PASSO 4 – O GRANDE DIA

As crianças foram reunidas no corredor da escola e descobriram enfim quem seria a contadora da história por eles escolhida. Todos os funcionários da escola participaram desse momento e viveram com as crianças a emoção dos contos.

As crianças acompanharam a contadora de histórias até o lugar que já estava todo preparado para recebe-las. Seus rostos expressavam a ansiedade e o desejo…

Desejar… Esse é o assunto  que merece de nós o maior respeito e apoio. Só aprendo quando desejo, quando quero de verdade, quando aquilo tem real significado para mim

 PASSO 5- SENTA QUE LÁ VEM HISTÓRIA……………… 

 A escola parou, aquietou-se. Todos estavam lá, as crianças animadas, os adultos deixaram de lado outras funções e se dedicaram a deliciar-se com lobos, jacarés, galinhas, sanduiches, pêssegos, cobras e tantos outros.Nasceu um silêncio concentrado e sutil.
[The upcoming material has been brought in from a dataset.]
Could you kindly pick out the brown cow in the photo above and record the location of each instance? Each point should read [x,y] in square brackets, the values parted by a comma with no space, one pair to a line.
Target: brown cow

Um silêncio de total envolvimento e de prazer expresso em cada rosto.         

   

                                    

 De volta à classe as crianças trocaram impressões sobre os textos, as histórias, as vivências de cada um naquele momento. Foi uma experiência fantástica, todas as crianças puderam participar e depois de 15 dias foi repetida, dando a oportunidade das crianças ouvirem a leitura de histórias sobre as quais também tinham acumulado curiosidade.

 PASSO 6- CRIATIVIDADE E SEUS EFITOS

          A profª Silvia viu as cópias das capas dos livros que foram utilizados nas resenhas e o interesse das crianças, bem como os diálogos que elas geravam. Resolveu fazer alguns jogos com elas.

Há em nossa escola um clima gostoso de colaboração e, por conta dele, pipocaram várias ideias. Entre elas a de que os quebra-cabeças seriam colocados em pastas juntos com os livros e fariam rodízio entre as salas, dando oportunidade de várias crianças brincarem com eles ( ver matéria sobre cantos caixas neste blog ).

REFLETINDO……

       O grupo concluiu que vivemos uma experiência gratificante, que acrescentou muito para as crianças e para nossa prática pedagógica também. É consenso entre as educadoras de que outras oportunidades devem ser propiciadas e que as discussões sobre o trabalho foram fundamentais para o sucesso.

      O esforço de todos foi muito grande para fazer isso dar certo.A escola toda parou nesses momentos, todos os funcionários dividiram o prazer de estar com as crianças e as histórias.

      Acreditamos que qualidade é uma conquista permanente, e que o trabalho com a infância precisa ter objetivos claros e esforço coletivo de aprimoramento dos profissionais e de suas ações.

       A valorização desse trabalho com a pequena infância não é fácil numa sociedade que privilegia tão pouco a criança, as culturas que ela produz e os profissionais que com ela trabalham.Mas o olhar atento e satisfeito das crianças até o final da contação e sua visível alegria e participação, foram para todos nós um grande prêmio.